Son estos últimos días de diciembre aquellos en los que hacemos balance del año. Ponemos la vista en los propósitos que nos habíamos marcado y comprobamos, unas veces con alegría y, otras, con cierta desazón, su grado de cumplimiento. Y, llenos de ilusión -y de ingenuidad-, volvemos a hacer una lista para el año siguiente porque esta vez sí, esta vez nos pondremos a dieta, nos apuntaremos al gimnasio, dejaremos de fumar, pasaremos más tiempo con los nuestros, nos quejaremos menos y sonreiremos más.
Son estos últimos días de diciembre una llamada al optimismo. Necesitamos creer que el año que asoma tendremos ocasión de enmendar todo aquello que no nos ha gustado del año que termina. Necesitamos convencernos de que el año siguiente será mejor. Y más en un momento como el actual, en el que la balanza de la cuenta de pérdidas y ganancias se inclinará, en muchos casos, hacia las primeras.
Hace un año, ajenos a la que se nos venía encima, rememorábamos los felices años veinte, fantaseando con replicar aquella época que prácticamente nadie de los que estamos hoy aquí vivimos, pero que todos imaginamos poseída por la euforia posterior a la Primera Guerra Mundial. Pero la realidad es tozuda y cualquier parecido con aquellos locos años veinte es pura coincidencia.
Si los años veinte del siglo pasado fueron la década que incitaba a consumir en masa, en la homónima década actual parece que nos hemos dado cuenta de que, quizá, a la masa se nos ha ido la mano con el consumo y, ahora, estamos dispuestos a valorar lo esencial, lo ordinario, donde, sin duda, reside lo extraordinario -veremos lo que nos dura-.
Tampoco en lo cultural encontramos parangón entre aquellos años veinte y los de ahora. Entonces, se vivió una auténtica explosión creativa: el cubismo de Picasso, el surrealismo de Dalí, la moda de Coco Chanel, el cine de Chaplin y de Buñuel, la pluma de Lorca, Alberti, Aleixandre, Cernuda y el resto de autores de la Generación del 27, el Gran Gatsby de Scott Fitzgerald, el Ulises de James Joyce… Y no es que ahora, casi cien años después, nos hayan abandonado las musas y ya nadie pinte, diseñe, haga cine o escriba; es que la cultura ha caído en el olvido de nuestros líderes -si es que se les puede considerar tales-, que, movidos por su afán de facilitar la vida a sus liderados -nosotros-, se han propuesto ahorrarles -ahorrarnos- el esfuerzo de pensar -y nosotros creyendo que lo que pretenden es impedir que desarrollemos nuestro juicio crítico. ¡Si es que somos unos desagradecidos! -. Ya solo le faltaba al sector una pandemia para tener que bajar el telón y no volverlo a subir.
Puede que la única similitud con la década del charlestón y el Art Decó sea la seguridad de estar viviendo -o estar a punto de vivir- una auténtica revolución. O, quizá, es que, con el paso del tiempo, hemos edulcorado la historia y los felices años veinte no lo fueron tanto. Claro que, si tenemos en cuenta los millones de vidas que se perdieron con la guerra y con la llamada gripe española, cualquier mínimo atisbo de estabilidad, debía de ser motivo de gran celebración.
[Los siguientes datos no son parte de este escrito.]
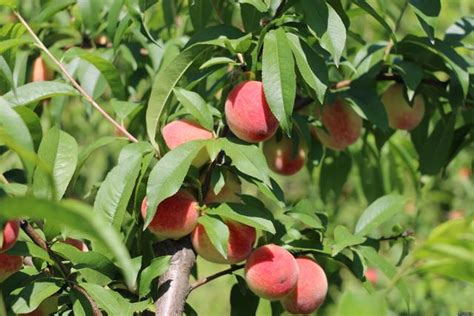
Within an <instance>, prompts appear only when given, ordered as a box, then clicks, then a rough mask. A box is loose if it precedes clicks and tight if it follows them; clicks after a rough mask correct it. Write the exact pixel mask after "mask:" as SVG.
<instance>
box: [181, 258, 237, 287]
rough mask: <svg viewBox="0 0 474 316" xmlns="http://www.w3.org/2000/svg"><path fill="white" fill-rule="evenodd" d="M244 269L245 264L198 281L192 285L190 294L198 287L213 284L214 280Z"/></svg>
mask: <svg viewBox="0 0 474 316" xmlns="http://www.w3.org/2000/svg"><path fill="white" fill-rule="evenodd" d="M243 267H245V265H244V264H239V265H233V266H232V267H230V268H229V269H226V270H222V271H220V272H217V273H215V274H212V275H210V276H208V277H205V278H204V279H201V280H198V281H196V282H194V283H193V284H191V286H190V287H189V293H191V292H192V291H194V290H195V289H197V288H198V287H200V286H203V285H204V284H207V283H209V282H211V281H212V280H215V279H217V278H220V277H221V276H224V275H227V274H232V273H233V272H234V271H237V270H240V269H242V268H243Z"/></svg>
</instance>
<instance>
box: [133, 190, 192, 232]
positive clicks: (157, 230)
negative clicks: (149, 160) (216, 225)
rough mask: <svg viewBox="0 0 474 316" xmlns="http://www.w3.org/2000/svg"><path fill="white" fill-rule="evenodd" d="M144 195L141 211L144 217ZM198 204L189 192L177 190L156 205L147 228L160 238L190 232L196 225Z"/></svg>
mask: <svg viewBox="0 0 474 316" xmlns="http://www.w3.org/2000/svg"><path fill="white" fill-rule="evenodd" d="M146 208H147V204H146V197H145V198H144V199H143V203H142V208H141V213H142V216H143V218H146ZM198 216H199V205H198V203H197V201H196V199H195V198H194V196H192V195H191V194H190V193H189V192H187V191H184V190H182V191H179V192H178V193H176V194H175V195H173V196H171V197H169V198H167V199H165V200H164V201H163V202H161V203H160V204H159V205H158V208H157V210H156V213H155V216H154V217H153V220H152V221H151V223H150V225H149V226H148V229H149V230H150V231H151V232H152V233H153V234H155V235H156V236H158V237H160V238H172V239H179V238H181V237H184V236H186V235H188V234H189V233H191V232H192V231H193V229H194V227H196V225H197V220H198Z"/></svg>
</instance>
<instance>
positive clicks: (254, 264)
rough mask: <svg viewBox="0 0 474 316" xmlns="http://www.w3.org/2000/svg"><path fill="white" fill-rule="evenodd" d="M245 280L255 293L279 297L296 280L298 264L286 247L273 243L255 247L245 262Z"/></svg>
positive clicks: (282, 297)
mask: <svg viewBox="0 0 474 316" xmlns="http://www.w3.org/2000/svg"><path fill="white" fill-rule="evenodd" d="M245 280H246V281H247V285H248V286H249V288H250V289H251V290H252V292H254V293H255V294H256V295H258V296H260V297H263V298H266V299H269V300H277V299H281V298H283V297H284V296H286V295H287V294H289V293H290V292H291V291H292V290H293V289H294V288H295V286H296V283H297V281H298V265H297V263H296V260H295V258H293V256H292V255H291V253H289V252H288V251H287V250H286V249H284V248H282V247H280V246H276V245H273V244H270V245H265V246H262V247H260V248H257V249H256V250H254V251H253V252H252V254H251V255H250V257H249V258H248V259H247V262H246V264H245Z"/></svg>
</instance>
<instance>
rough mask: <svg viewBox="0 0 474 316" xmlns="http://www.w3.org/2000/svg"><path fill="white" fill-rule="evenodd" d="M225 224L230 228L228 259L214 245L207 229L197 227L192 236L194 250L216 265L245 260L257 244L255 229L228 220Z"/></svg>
mask: <svg viewBox="0 0 474 316" xmlns="http://www.w3.org/2000/svg"><path fill="white" fill-rule="evenodd" d="M224 223H225V224H226V225H227V227H228V228H229V242H228V244H227V259H226V258H224V257H223V256H222V255H221V254H220V253H219V252H218V251H217V249H216V248H215V247H214V245H212V243H211V241H210V239H209V236H208V235H207V233H206V229H205V228H204V226H203V225H201V224H198V225H197V226H196V228H195V229H194V230H193V232H192V235H191V241H192V243H193V247H194V249H195V250H196V252H197V253H198V255H200V256H201V257H203V258H204V259H206V260H207V261H210V262H214V263H223V264H235V263H238V262H240V261H242V260H245V259H246V258H247V257H248V256H249V255H250V252H251V251H252V247H253V244H254V243H255V238H256V232H255V228H253V227H250V226H247V225H244V224H241V223H238V222H235V221H230V220H226V221H225V222H224Z"/></svg>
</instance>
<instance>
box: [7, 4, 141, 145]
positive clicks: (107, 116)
mask: <svg viewBox="0 0 474 316" xmlns="http://www.w3.org/2000/svg"><path fill="white" fill-rule="evenodd" d="M14 14H15V15H16V17H17V18H18V20H20V22H21V24H23V25H24V26H25V28H26V29H27V30H28V32H29V33H30V35H31V36H32V37H33V39H34V40H35V43H36V44H37V45H38V46H39V47H40V48H41V49H42V50H43V51H44V52H45V53H46V55H48V57H49V58H51V60H52V61H53V62H54V63H55V64H56V66H58V67H59V69H61V72H62V73H63V74H64V76H65V77H66V78H67V79H68V80H69V81H70V82H71V84H72V85H73V86H74V88H76V89H77V91H79V93H80V94H82V96H84V98H86V100H87V101H89V103H90V104H92V106H93V107H94V108H95V109H96V110H97V111H99V113H100V114H102V116H103V117H105V119H106V120H107V121H109V123H111V124H112V125H113V126H114V127H115V128H116V129H118V130H119V131H120V132H121V133H122V134H123V135H125V136H126V137H127V138H128V139H129V140H130V141H132V142H134V143H137V142H138V140H137V139H136V138H135V137H134V136H133V135H132V134H130V133H129V132H128V131H127V130H126V129H125V128H124V127H122V126H121V125H120V124H119V123H118V122H117V121H115V120H114V119H113V118H112V117H111V116H110V115H109V114H108V113H107V112H106V111H105V110H104V109H103V108H102V107H101V106H100V105H99V104H98V103H97V102H95V101H94V99H93V98H92V97H91V96H90V95H89V94H88V93H87V92H86V91H85V90H84V89H83V88H82V86H81V85H80V84H79V83H78V82H77V81H76V80H75V79H74V78H73V77H72V75H71V74H70V73H69V72H68V71H67V69H66V68H65V67H64V65H63V64H62V63H61V62H60V61H59V60H57V59H56V57H54V55H53V54H52V53H51V52H50V51H49V49H48V48H47V47H46V46H45V45H44V44H43V42H42V41H41V40H40V39H39V37H38V36H37V35H36V34H35V32H34V31H33V30H32V29H31V27H30V25H29V24H28V22H26V21H25V19H23V17H22V16H21V15H20V13H18V12H16V11H14Z"/></svg>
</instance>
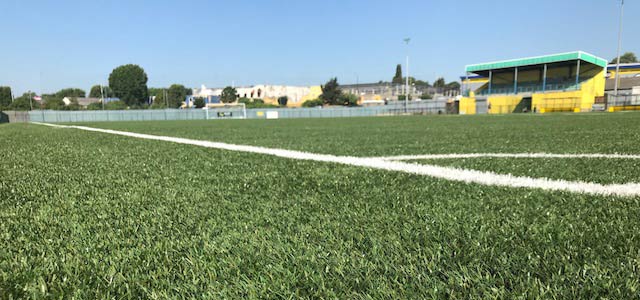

Estabilidad no es precisamente la palabra que vaya a definir el futuro próximo. Seguramente, sería más acertado hablar de incertidumbre, aunque, hace un año, alguien me dijo que este iba a ser el año del cambio y nos sobrevino una pandemia, así que cualquiera se atreve ya a hacer predicciones para el 2021. Pero, sea lo que sea lo que vaya a suceder, como decía al comienzo de estas líneas, necesitamos creer que lo que viene será mejor que lo vivido en estos meses aciagos que nos han arrebatado la certeza y los afectos.
Esta vez, en nuestras listas de propósitos, la voluntad de adelgazar, hacer deporte y abandonar el tabaco dejarán paso al irrefrenable deseo de salir de las pantallas y volver a abrazarnos, a reunirnos sin miedo al contagio, a viajar y, en definitiva, a hacer aquello que llamábamos «vida normal» -que, a lo mejor, no lo era tanto-. Porque no hay mal que cien años dure ni cuerpo que lo resista.